Vanderbilt Law Review

Year

2022

Abstract

Patent law and copyright law are widely understood to diverge in how they approach prior art, the universe of information that already existed before a particular innovation’s development. For patents, prior art is paramount. An invention can’t be patented unless it is both novel and nonobvious when viewed against the backdrop of all the earlier inventions that paved the way. But for copyrights, prior art is supposed to be virtually irrelevant. Black-letter copyright doctrine doesn’t care if a creative work happens to resemble its predecessors, only that it isn’t actually copied from them. In principle, then, outside of the narrow question of whether someone might have drawn from a preexisting third-party source, copyright infringement disputes would seem to have little doctrinal use for prior art.

But that principle turns out to be missing a big part of what’s actually going on in copyright litigation today. In this Article, we identify a surprising trend: parties in cases involving music are increasingly discussing anticipatory earlier works, and judges are increasingly holding it against them if they don’t. The concept of prior art, once for inventors only, is now for authors, too.

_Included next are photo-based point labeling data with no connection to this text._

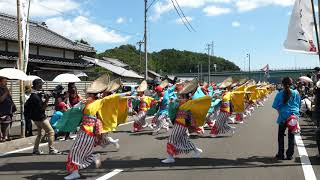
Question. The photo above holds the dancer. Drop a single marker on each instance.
(190, 111)
(109, 115)
(144, 105)
(221, 125)
(162, 115)
(90, 128)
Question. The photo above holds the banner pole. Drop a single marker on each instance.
(316, 25)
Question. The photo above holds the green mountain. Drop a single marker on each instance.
(168, 61)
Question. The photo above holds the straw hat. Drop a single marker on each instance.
(226, 83)
(114, 85)
(164, 83)
(99, 85)
(189, 87)
(143, 86)
(242, 81)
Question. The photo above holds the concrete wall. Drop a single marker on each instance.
(13, 47)
(33, 49)
(44, 51)
(69, 54)
(2, 45)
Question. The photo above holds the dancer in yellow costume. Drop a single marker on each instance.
(221, 125)
(145, 103)
(90, 129)
(190, 113)
(112, 115)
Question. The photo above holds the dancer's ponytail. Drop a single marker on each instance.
(286, 82)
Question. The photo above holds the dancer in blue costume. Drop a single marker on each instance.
(162, 115)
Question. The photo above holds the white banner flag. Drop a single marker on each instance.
(24, 15)
(301, 26)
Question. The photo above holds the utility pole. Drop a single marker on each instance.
(248, 55)
(198, 75)
(201, 75)
(21, 67)
(140, 44)
(210, 53)
(145, 37)
(209, 63)
(215, 66)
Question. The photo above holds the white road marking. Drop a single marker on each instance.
(20, 150)
(110, 174)
(130, 122)
(126, 123)
(304, 158)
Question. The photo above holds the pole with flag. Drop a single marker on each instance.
(300, 36)
(266, 71)
(23, 8)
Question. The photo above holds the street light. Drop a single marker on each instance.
(248, 56)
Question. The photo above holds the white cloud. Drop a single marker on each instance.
(120, 20)
(236, 24)
(165, 6)
(82, 27)
(41, 8)
(179, 20)
(248, 5)
(215, 11)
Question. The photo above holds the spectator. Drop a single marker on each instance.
(7, 108)
(58, 96)
(73, 98)
(27, 94)
(287, 103)
(36, 108)
(57, 116)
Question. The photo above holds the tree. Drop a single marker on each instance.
(169, 61)
(82, 41)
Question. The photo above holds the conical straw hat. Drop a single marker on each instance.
(114, 85)
(226, 83)
(189, 87)
(164, 83)
(99, 85)
(143, 86)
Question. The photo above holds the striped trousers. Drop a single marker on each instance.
(81, 153)
(221, 125)
(179, 141)
(139, 121)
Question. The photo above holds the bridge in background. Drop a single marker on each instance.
(274, 76)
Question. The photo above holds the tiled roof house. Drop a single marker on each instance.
(50, 53)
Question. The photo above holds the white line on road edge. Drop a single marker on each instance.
(304, 158)
(110, 174)
(130, 122)
(20, 150)
(42, 144)
(126, 123)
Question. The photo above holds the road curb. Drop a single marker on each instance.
(17, 144)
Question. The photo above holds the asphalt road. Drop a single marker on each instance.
(248, 154)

A major cause for this change, we argue, is the influence of a small cadre of expert witnesses. We interviewed several of the most active experts in music copyright disputes, and we analyzed dozens of reports that they have filed over the last two decades. Our data revealed a group that has been focused on authorial prior art since well before the courts were. These experts’ professional self-understanding, moreover, diverges sharply from the traditionally limited role that experts are supposed to play in evaluating copyright infringement. They view prior art research as a major part of their job. And for many of them, that research is important not just because it can sift between copying and independent creation, but also because it informs their normative view of what expression deserves legal exclusivity in the first place. Because of this expert community, prior art isn’t just for patents anymore.